Local
3:22 pm
Thu November 17, 2011

Child Abuse Advocate: Reporting Bills Misguided

One child protection advocacy group is arguing against bills in the General Assembly that would legally require all Pennsylvania school employees to report suspected child abuse, and mandate reporting for anyone who witnesses abuse taking place.

The National Coalition for Child Protection Reform contends that similar measures in 18 other states haven't changed child abuse rates, and often lead to false accusations.

NCCPR Executive Director Richard Wexler said that the mandatory child abuse reporting bills spurred by the Penn State scandal would "terribly overload" child protective agencies in Pennsylvania.

"Even now, nationwide, more than three-quarters of all reports alleging child abuse are false," said Wexler. "So, workers for agencies like Allegheny County CYS are spending three-quarters of their time spinning their wheels."

Wexler argued that child abuse investigations are very often traumatic for children, especially in cases of suspected sexual abuse. He said that there's no reason to put a child through such procedures based on the "vague suspicion" of a school employee who's worried about facing penalties for not reporting.

A reporting bill from Senator Wayne Fontana (D-Brookline) had been in development for years, and has now been thrust into the spotlight after allegations of child sexual abuse by former Penn State assistant football coach Jerry Sandusky.

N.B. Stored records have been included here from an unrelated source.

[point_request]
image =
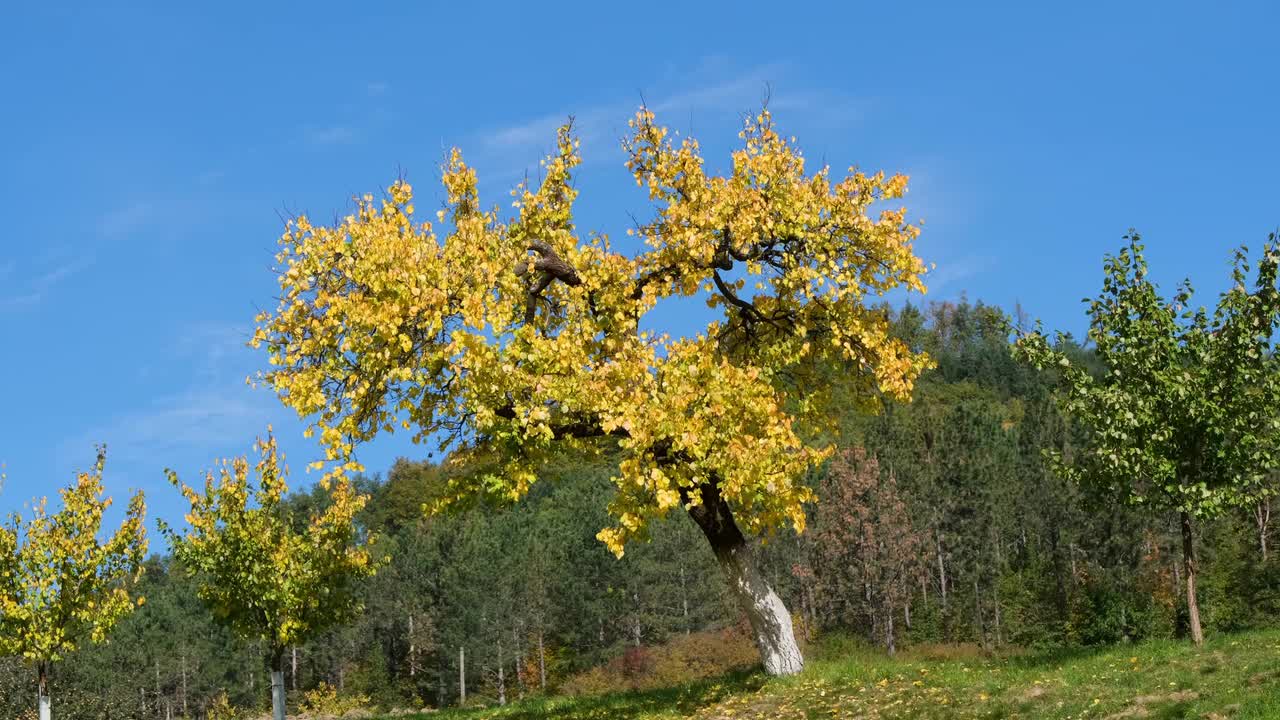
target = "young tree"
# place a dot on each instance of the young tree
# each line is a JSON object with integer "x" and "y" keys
{"x": 257, "y": 573}
{"x": 511, "y": 341}
{"x": 59, "y": 586}
{"x": 1184, "y": 414}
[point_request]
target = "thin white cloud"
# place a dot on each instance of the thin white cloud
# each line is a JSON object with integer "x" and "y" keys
{"x": 333, "y": 135}
{"x": 126, "y": 220}
{"x": 35, "y": 290}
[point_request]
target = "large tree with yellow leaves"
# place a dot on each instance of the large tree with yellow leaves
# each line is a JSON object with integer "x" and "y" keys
{"x": 511, "y": 341}
{"x": 59, "y": 583}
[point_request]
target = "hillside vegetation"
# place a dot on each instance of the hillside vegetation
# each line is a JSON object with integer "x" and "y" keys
{"x": 1233, "y": 677}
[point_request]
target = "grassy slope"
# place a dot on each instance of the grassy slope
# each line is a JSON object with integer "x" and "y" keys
{"x": 1235, "y": 677}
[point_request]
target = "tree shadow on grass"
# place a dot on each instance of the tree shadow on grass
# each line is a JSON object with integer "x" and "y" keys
{"x": 681, "y": 700}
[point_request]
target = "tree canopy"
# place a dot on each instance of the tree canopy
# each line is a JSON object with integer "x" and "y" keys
{"x": 507, "y": 340}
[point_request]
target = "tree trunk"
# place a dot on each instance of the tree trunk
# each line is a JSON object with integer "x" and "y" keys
{"x": 1262, "y": 516}
{"x": 1189, "y": 565}
{"x": 771, "y": 623}
{"x": 888, "y": 634}
{"x": 542, "y": 660}
{"x": 942, "y": 570}
{"x": 278, "y": 684}
{"x": 412, "y": 648}
{"x": 42, "y": 701}
{"x": 684, "y": 598}
{"x": 520, "y": 659}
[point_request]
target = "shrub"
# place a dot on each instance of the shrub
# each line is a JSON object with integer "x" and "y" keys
{"x": 681, "y": 660}
{"x": 325, "y": 701}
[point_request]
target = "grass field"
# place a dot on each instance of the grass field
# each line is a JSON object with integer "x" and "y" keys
{"x": 1233, "y": 677}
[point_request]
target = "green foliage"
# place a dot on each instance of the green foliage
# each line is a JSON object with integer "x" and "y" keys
{"x": 684, "y": 659}
{"x": 1185, "y": 413}
{"x": 256, "y": 572}
{"x": 325, "y": 700}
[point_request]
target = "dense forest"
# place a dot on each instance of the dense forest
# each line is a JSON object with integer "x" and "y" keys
{"x": 938, "y": 522}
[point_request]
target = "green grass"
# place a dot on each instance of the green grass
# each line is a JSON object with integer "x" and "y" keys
{"x": 1233, "y": 677}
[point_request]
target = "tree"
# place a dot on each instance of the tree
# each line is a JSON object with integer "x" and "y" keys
{"x": 59, "y": 584}
{"x": 256, "y": 572}
{"x": 1184, "y": 415}
{"x": 512, "y": 341}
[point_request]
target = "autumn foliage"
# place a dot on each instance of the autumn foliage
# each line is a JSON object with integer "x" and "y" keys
{"x": 508, "y": 340}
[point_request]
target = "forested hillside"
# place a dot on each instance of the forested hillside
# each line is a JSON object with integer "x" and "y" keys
{"x": 938, "y": 522}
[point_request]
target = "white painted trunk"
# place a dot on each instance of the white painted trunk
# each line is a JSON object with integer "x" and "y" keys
{"x": 771, "y": 621}
{"x": 277, "y": 695}
{"x": 768, "y": 615}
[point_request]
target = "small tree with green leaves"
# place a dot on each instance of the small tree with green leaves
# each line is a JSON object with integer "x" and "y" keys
{"x": 1184, "y": 415}
{"x": 59, "y": 586}
{"x": 256, "y": 572}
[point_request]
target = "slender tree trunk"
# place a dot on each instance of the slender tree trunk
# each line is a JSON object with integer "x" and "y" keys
{"x": 995, "y": 604}
{"x": 684, "y": 598}
{"x": 412, "y": 647}
{"x": 502, "y": 678}
{"x": 888, "y": 634}
{"x": 636, "y": 628}
{"x": 942, "y": 570}
{"x": 278, "y": 684}
{"x": 42, "y": 701}
{"x": 1262, "y": 516}
{"x": 771, "y": 623}
{"x": 542, "y": 660}
{"x": 520, "y": 659}
{"x": 462, "y": 675}
{"x": 1189, "y": 565}
{"x": 979, "y": 623}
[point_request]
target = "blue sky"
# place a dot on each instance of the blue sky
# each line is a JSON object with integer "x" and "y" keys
{"x": 151, "y": 149}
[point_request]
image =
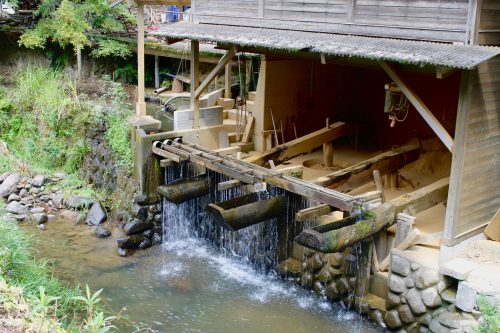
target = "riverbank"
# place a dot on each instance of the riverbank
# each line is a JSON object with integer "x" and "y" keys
{"x": 33, "y": 299}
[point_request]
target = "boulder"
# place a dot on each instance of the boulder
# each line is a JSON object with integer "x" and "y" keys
{"x": 15, "y": 207}
{"x": 102, "y": 232}
{"x": 39, "y": 218}
{"x": 156, "y": 239}
{"x": 9, "y": 185}
{"x": 430, "y": 297}
{"x": 76, "y": 217}
{"x": 4, "y": 176}
{"x": 125, "y": 252}
{"x": 145, "y": 244}
{"x": 136, "y": 226}
{"x": 130, "y": 242}
{"x": 426, "y": 278}
{"x": 400, "y": 265}
{"x": 79, "y": 202}
{"x": 96, "y": 215}
{"x": 38, "y": 181}
{"x": 397, "y": 284}
{"x": 58, "y": 200}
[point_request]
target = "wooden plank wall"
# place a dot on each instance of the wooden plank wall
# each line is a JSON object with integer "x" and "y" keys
{"x": 440, "y": 20}
{"x": 489, "y": 23}
{"x": 474, "y": 195}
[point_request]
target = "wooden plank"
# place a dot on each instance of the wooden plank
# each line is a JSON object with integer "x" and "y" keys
{"x": 166, "y": 163}
{"x": 195, "y": 81}
{"x": 422, "y": 199}
{"x": 409, "y": 241}
{"x": 337, "y": 236}
{"x": 171, "y": 156}
{"x": 247, "y": 135}
{"x": 361, "y": 173}
{"x": 222, "y": 186}
{"x": 312, "y": 212}
{"x": 419, "y": 105}
{"x": 284, "y": 152}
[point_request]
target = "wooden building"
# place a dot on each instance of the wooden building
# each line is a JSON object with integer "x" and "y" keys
{"x": 319, "y": 57}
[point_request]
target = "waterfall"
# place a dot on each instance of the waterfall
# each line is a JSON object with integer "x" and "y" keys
{"x": 256, "y": 245}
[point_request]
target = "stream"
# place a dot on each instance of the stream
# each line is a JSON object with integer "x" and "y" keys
{"x": 186, "y": 286}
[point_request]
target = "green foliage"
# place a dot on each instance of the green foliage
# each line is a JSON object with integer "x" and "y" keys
{"x": 109, "y": 47}
{"x": 117, "y": 125}
{"x": 56, "y": 115}
{"x": 70, "y": 22}
{"x": 48, "y": 297}
{"x": 490, "y": 310}
{"x": 127, "y": 73}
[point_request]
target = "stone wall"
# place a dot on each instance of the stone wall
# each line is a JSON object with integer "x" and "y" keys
{"x": 420, "y": 299}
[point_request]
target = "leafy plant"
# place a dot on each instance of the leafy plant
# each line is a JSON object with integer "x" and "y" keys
{"x": 69, "y": 23}
{"x": 490, "y": 310}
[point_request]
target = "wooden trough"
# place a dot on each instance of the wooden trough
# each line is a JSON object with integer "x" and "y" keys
{"x": 244, "y": 211}
{"x": 184, "y": 189}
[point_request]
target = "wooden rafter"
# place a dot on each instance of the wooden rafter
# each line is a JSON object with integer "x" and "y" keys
{"x": 286, "y": 151}
{"x": 419, "y": 105}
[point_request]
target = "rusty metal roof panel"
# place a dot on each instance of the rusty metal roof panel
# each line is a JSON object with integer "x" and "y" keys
{"x": 401, "y": 51}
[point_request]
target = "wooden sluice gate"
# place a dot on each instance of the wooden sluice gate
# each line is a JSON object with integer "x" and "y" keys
{"x": 246, "y": 210}
{"x": 333, "y": 236}
{"x": 184, "y": 189}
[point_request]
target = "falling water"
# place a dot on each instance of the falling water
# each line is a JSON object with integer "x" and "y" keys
{"x": 257, "y": 244}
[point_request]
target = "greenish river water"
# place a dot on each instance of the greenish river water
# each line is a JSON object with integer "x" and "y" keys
{"x": 187, "y": 286}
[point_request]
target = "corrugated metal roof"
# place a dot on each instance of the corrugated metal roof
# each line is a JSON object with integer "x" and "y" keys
{"x": 401, "y": 51}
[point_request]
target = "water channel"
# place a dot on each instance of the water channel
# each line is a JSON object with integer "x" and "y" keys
{"x": 187, "y": 285}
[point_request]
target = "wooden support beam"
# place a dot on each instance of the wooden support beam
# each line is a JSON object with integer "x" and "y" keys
{"x": 184, "y": 190}
{"x": 286, "y": 151}
{"x": 222, "y": 186}
{"x": 419, "y": 105}
{"x": 166, "y": 163}
{"x": 247, "y": 135}
{"x": 408, "y": 242}
{"x": 422, "y": 199}
{"x": 195, "y": 81}
{"x": 141, "y": 103}
{"x": 227, "y": 81}
{"x": 218, "y": 68}
{"x": 244, "y": 211}
{"x": 335, "y": 237}
{"x": 362, "y": 173}
{"x": 312, "y": 212}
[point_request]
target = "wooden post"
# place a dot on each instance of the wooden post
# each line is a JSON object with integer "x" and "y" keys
{"x": 227, "y": 81}
{"x": 157, "y": 72}
{"x": 419, "y": 105}
{"x": 195, "y": 81}
{"x": 141, "y": 104}
{"x": 404, "y": 225}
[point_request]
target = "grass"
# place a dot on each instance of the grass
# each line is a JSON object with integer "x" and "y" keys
{"x": 69, "y": 309}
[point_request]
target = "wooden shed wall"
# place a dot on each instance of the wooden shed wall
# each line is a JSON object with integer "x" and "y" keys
{"x": 489, "y": 23}
{"x": 441, "y": 20}
{"x": 474, "y": 195}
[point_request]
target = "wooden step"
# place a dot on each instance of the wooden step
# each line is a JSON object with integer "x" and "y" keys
{"x": 245, "y": 147}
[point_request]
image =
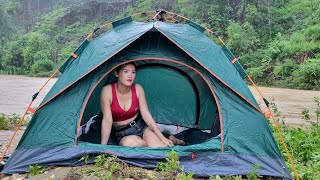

A former graduate assistant claimed that he saw Sandusky raping a child in a shower.

"If Senate Bill 549 were law, the graduate assistant's responsibility would have been to contact police and/or child protective services immediately to report what he had seen," said Fontana.

Beyond Senator Fontana's bill, legislation planned for the House would require any Pennsylvanian who sees child abuse taking place to report it or face felony charges.

However, Wexler said that it's very rare for someone to walk in on sexual abuse.

"In any kind of situation like that, of course you do everything to stop it," said Wexler. "Either get it stopped yourself, call the police, call anyone and everyone in sight. The overwhelming majority of cases are nothing like that. They are much more ambiguous."

Wexler said that bills like these aren't necessarily effective.

"When we react by saying, 'Make anyone and everyone a mandated reporter,' that's not helping children. That's adult self-indulgence," said Wexler. "It makes us feel better that we are doing something about it."

At the federal level, U.S. Senator Bob Casey of Pennsylvania is calling for a review of the Child Abuse Prevention and Treatment Act.